All this rigmarole got me thinking. Had the same thing happened to some other team, what would have been the outcome? I am convinced that the clemency (and the rule twisting) shown in the present case would have been totally absent for any other team. But here we had to deal with a great US drama. Had the 4x100 m been non-qualified, A. Felix, who the US media try to pass as the female counterpart of U. Bolt, would have gone back home almost empty handed. After missing the US Trials for the 200 m (remember, the USATF had twisted the arm of the organisers in order to make the program compatible with a 200-400 double for Felix) and losing the 400 m, getting eliminated in the 4x100 m would mean that Felix's harvest in Rio would be a single 4x400 m gold. That was unacceptable and thus the US team was offered a place in the final which they went on to win. (Fair is fair: they managed to beat the jamaican team roundly 41.01 to 41.36 s, a jamaican team hampered by the presence of V. Campbell-Brown who is way past her prime).

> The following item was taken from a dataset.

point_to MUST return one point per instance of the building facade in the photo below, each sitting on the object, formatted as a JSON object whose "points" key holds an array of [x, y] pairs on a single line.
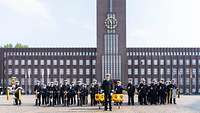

And just a few lines in order to put the Felix-Bolt comparison to rest. Felix has 6 gold medals at the Olympics and 9 at the World's. However most of them are obtained in the relays. She has just one individual olympic gold medal and four individual world champion titles. Bolt in comparison has 6 individual olympic golds and 9 overall, where in the World's he has 11 gold medals and 7 individual world champion titles. Enough said.